Dabei gibt es eine Annäherung aus einem Gebiet, das einer künftigen RM-Technik erst den richtigen Schwung verleihen könnte: die „druckbare Elektronik.“ Meist geht es dabei um eine Massenproduktion von RFID-Tags oder Sensoren.

Könnte man aber eines Tages mit einem bezahlbaren Fabricator auch mikroelektronische Schaltungen selbst herstellen, würde Heimwerken auf ein ganz anderes Nivau gehoben. Bisher hängen wir da von Fachmärkten wie Conrad Elektronik ab. Die bieten zwar eine beeindruckende Palette von Bauteilen und Modulen. Aber die sind vorgefertigt – wie Legosteine, die man sich auch nicht mal eben selbst gießt, weil man gerne einen Stein etwa mit sieben Noppenreihen hätte (Standard sind eins, zwei, drei, vier und alle weiteren geraden Zahlen).

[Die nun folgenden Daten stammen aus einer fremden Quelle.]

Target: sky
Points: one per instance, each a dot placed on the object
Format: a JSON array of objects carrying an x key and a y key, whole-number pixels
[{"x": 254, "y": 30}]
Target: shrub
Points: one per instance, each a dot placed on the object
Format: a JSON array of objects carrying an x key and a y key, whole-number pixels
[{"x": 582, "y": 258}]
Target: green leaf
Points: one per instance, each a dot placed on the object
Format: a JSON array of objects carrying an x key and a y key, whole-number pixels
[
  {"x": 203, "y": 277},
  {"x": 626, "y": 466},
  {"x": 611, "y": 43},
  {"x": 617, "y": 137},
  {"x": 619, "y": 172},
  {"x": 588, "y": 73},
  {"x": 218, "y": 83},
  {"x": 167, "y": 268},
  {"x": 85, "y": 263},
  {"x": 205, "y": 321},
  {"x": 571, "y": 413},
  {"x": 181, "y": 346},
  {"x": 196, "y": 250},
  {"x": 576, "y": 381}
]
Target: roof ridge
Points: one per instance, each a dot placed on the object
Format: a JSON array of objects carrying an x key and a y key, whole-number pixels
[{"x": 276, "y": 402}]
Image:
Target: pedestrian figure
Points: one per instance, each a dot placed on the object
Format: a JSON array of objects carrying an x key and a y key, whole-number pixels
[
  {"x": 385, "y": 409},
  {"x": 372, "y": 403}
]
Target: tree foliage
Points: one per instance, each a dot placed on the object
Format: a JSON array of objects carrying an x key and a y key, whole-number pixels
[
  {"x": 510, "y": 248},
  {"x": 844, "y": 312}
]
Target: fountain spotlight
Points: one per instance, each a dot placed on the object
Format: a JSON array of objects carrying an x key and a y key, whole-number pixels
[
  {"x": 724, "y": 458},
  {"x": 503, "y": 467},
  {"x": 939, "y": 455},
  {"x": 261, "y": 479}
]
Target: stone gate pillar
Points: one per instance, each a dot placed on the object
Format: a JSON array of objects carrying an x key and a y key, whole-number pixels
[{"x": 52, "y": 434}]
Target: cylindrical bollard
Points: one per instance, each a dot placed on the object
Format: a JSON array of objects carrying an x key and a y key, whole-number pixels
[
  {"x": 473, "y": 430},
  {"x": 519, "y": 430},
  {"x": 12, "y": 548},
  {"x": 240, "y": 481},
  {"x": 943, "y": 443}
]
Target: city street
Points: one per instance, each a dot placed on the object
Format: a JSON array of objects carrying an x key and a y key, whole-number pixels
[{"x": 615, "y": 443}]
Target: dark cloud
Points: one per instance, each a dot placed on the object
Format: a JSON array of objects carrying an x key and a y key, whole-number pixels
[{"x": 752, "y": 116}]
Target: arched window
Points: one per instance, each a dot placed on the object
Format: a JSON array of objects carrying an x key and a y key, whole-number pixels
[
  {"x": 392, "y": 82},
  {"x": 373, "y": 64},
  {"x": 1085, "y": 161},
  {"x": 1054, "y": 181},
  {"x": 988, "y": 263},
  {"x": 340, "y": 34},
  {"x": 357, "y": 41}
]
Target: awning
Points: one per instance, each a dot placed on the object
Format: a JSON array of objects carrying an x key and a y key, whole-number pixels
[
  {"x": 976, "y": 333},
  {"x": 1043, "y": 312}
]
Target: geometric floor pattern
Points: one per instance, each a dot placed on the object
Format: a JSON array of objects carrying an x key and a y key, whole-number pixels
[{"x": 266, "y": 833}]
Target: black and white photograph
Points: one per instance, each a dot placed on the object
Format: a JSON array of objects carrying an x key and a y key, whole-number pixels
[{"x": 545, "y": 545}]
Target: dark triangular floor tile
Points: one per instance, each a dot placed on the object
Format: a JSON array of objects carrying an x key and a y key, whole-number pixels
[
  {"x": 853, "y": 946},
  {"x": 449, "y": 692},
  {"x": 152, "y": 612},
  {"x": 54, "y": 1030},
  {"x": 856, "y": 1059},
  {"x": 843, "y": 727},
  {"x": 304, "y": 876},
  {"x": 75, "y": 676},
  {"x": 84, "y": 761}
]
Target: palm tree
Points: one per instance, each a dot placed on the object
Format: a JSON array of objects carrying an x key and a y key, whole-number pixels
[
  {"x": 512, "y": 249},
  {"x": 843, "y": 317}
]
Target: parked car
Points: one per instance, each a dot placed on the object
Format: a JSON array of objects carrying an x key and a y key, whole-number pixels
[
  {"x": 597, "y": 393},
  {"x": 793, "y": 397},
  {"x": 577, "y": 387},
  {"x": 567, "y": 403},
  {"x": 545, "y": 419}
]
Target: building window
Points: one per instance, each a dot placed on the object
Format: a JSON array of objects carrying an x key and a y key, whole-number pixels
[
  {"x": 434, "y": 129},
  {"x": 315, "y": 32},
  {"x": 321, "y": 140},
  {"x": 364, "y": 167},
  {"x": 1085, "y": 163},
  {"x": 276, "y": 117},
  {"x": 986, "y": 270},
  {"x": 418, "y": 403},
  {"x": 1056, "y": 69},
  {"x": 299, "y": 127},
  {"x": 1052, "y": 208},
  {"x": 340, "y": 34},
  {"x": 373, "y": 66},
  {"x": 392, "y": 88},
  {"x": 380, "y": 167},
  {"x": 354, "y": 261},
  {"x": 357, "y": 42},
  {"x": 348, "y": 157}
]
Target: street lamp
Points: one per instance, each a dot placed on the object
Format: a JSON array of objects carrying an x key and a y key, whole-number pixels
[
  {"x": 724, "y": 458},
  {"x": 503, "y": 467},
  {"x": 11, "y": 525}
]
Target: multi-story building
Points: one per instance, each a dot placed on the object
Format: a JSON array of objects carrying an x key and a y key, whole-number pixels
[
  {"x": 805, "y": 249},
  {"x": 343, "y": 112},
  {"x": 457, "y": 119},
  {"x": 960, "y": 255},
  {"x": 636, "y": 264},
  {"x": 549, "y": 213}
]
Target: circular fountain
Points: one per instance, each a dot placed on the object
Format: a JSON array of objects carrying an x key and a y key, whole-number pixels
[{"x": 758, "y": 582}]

Ein interessantes Konzept für eine künftige druckbare Elektronik haben jetzt Forscher von der ETH Zürich und der Universität Berkeley entwickelt. Zunächst wird das Schaltungsmuster aus einer Tinte mittels Inkjet-Düsen aufgedruckt. Die Tinte besteht aus organischen Molekülen, an denen Goldnanopartikel hängen.

Nun werden zwei typische Nanoeffekte ausgenutzt. Die Tinte bildet eine so genannte Self-Assembling Monolayer (SAM), eine Schicht, in der die Moleküle in einer Lage parallel angeordnet sind. SAM sind ein Beispiel für Selbstorganisation auf der Nanoskala. Anschließend werden die Goldnanopartikel mit einem Laser entlang des Schaltungsmusters gesintert. Im Unterschied zu makroskopischem Gold, das einen Schmelzpunkt von 1063 Grad Celsius hat, sinkt der Schmelzpunkt für 2 Nanometer dicke Goldpartikel auf 150 Grad Celsius. Es muss also vergleichsweise wenig Wärmeenergie zugeführt werden.

Mit diesem Verfahren konnten die Forscher die Breite der Goldbahnen von 50 Mikrometern, was der Auflösung von Inkjet-Düsen entspricht, auf 1 bis 2 Mikrometer reduzieren. Noch besser: Die überschüssigen Moleküle können weggewaschen und wiederverwendet werden. Die so erzeugten Schaltungen haben nach Angaben der Forscher über mehrere Monate dieselbe Qualität gehabt wie photolithographisch hergestellte.

Natürlich haben die beteiligten Forscher eine industrielle Anwendung im Sinn. Aber wie cool wäre es, wenn derartige Verfahren eines Tages Bestandteil eines „Volks-3D-Druckers“ würden. Man könnte sich am Rechner eine Schaltung entwerfen und sie gleich in ein Objekt integriert ausdrucken.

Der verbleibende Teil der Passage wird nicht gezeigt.